Brief + Positive = Power

This week, I have listened to smart well-trained coaches who believe that any sustainable change takes at least three months, and to another smart, well-trained coach/therapist who says that research shows 3-10 sessions is the optimal length for helping someone make a desired change. Both camps insist that they get results for their clients, although the expert in brief interventions did not claim to get results for everyone. She claimed that it is only possible to get results from people who are ready to change.

Both camps claim to be client-focused (which is to say that they claim the client is the expert on his/her own life), although the longer camp seems willing to be more "directive." 

How is it possible that both camps are telling the truth?  Because the problem for someone who wants to change is that both camps are telling the truth, from a certain point of view.

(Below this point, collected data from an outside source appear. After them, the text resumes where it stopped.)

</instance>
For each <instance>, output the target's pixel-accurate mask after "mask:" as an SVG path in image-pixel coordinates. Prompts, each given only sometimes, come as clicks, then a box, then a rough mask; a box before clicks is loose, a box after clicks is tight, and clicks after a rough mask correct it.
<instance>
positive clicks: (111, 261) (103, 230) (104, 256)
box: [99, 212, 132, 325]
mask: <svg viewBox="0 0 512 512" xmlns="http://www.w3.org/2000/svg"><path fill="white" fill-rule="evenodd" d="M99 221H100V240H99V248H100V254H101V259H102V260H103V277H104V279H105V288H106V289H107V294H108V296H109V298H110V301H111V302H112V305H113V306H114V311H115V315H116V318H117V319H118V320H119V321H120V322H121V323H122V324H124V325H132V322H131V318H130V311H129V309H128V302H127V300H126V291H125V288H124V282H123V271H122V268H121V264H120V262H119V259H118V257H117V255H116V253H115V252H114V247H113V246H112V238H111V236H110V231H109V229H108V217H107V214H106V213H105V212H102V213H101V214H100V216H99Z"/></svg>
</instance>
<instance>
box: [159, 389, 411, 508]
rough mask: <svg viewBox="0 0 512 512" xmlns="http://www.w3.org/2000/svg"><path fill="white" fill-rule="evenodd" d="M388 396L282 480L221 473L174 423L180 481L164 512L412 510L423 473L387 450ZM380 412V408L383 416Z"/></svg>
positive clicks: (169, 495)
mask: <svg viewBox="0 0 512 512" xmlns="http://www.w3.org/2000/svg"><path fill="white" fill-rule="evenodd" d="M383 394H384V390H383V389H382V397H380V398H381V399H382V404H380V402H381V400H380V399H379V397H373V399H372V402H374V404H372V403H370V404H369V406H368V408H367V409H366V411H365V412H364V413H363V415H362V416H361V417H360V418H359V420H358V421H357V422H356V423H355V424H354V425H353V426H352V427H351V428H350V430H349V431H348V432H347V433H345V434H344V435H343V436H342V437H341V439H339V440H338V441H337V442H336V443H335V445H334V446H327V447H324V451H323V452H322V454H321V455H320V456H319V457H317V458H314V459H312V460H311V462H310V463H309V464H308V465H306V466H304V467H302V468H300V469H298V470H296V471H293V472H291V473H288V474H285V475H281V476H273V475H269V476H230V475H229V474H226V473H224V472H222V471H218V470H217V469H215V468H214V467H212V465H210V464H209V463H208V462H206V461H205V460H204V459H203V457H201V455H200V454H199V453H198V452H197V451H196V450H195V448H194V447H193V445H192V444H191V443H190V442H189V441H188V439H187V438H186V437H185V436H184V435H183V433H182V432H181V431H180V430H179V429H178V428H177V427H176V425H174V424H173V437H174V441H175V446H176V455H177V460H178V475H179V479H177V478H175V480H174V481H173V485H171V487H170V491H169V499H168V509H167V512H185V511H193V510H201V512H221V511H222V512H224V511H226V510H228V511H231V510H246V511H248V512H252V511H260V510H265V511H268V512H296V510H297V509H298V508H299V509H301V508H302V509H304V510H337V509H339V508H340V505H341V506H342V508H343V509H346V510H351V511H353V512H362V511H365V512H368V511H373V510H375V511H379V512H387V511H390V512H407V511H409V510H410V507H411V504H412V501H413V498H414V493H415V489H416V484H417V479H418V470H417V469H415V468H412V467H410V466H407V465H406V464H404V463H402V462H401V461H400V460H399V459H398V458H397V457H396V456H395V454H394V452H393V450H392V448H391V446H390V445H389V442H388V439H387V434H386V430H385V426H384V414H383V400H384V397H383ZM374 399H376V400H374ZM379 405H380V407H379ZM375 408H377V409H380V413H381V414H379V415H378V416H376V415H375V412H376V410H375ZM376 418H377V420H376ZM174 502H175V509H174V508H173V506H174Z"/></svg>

Directed change does take time. If I have to convince you, a little at a time, that change is desirable and then convince you, a little at a time, to test some strategies I am offering, then change will occur a little at a time. After three to six months, there will be enough little changes that one or both of the client and the coach to be convinced that change has happened. Will that make it sustainable? How many of the coaches check back in after a year or two to find out?

Brief change is counter-intuitive.  We believe that our choices and behaviours are either driven by conscious thought or driven by repetition, and neither of those seems likely to change simply because we redirect our focus.  But our intuition is often wrong. In their new book, Decisive, Dan and Chip Heath note that intuition must be trained to be reliable. Your intuition on what works for change would only be reliable if it were based on rigorous practice in a predictable environment.

A metaphor works better. The one the Heath brothers use is the spotlight. Imagine your life as a stage. There is only one spotlight on the stage: this spotlight is your attention. Whatever it illuminates is the whole of the story until the spotlight moves.

It's hard for coaches to put aside the problem-plagued predisposition of our anxious society. It's hard to let go of being the expert who can solve the puzzles and point the way out of the maze.  When they do, when coaches relentlessly focus on what is working and what is desirable, they move the spotlight. Suddenly, a client has a new life because what they can see is really what they get, at least as long as they maintain focus.

Brief coaches work for the moment when the spotlight is focused on the desired future. They know when they've hit it by watching the reflection of that future in the client. They know that one moment of illumination changes everything. Even when the spotlight shifts, we now know what is waiting on that space on the stage. We know that we have the power to shift the spotlight back and take another look.

You can't want what you don't know exists. Once you know what it is you're looking for, it's much easier to find it. Even if you've only looked at it long enough so that you will recognize it when you make it happen.